ATLANTA — The man charged with killing a Georgia State Trooper in the line of duty will spend the rest of his life in prison.
 
Gregory Favors agreed to a plea deal to avoid the death penalty.
 
Trooper Chadwick Lecroy's widow said the decision was made after much thought and consideration to give her family peace they haven't had over the last three years. And it also provides the security to know she will never see the man who took her husband's life again.
 
"I made the right decision for my family and my kids," said Keisha Lecroy.
 
The widow sat down with Channel 2's Ashley Swann Sunday after an emotional weekend following the finalization in court of a plea deal that put her husband's killer behind bars for life.
 
"I have closure that I can. We can go places and I don't have to ever worry about knowing that he may be there, anything like that.
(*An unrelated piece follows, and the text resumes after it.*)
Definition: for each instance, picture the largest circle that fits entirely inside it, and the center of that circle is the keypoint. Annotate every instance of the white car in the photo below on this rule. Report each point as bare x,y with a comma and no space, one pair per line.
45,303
He's never coming out," Lecroy said.
 
On December 27, 2010, Investigators said Gregory Favors shot and killed Lecroy during a traffic stop in northwest Atlanta. Favors was facing the death penalty but agreed to plead guilty to all charges in exchange for life in prison without the possibility of parole.
 
"Keisha's decision was based solely on allowing the family and friends to have peace," said Lecroy's cousin Drew Gordon.
 
Lecroy's family said they came to the decision after researching and speaking with other families of fallen officers who have dealt with the years of uncertainty and additional hearings and appeals associated with death penalty cases.
 
The family calls facing Favors in court Friday both surreal and freeing.
 
"The knowledge that that was the last time that any of us have to lay eyes on the  man who took Chad away from his family," Lecroy said.
 
Favors' lawyers had planned to raise claims that he was intellectually disabled and thereby not eligible to receive a death sentence. They said they view the plea deal as a way to bring some finality to all involved.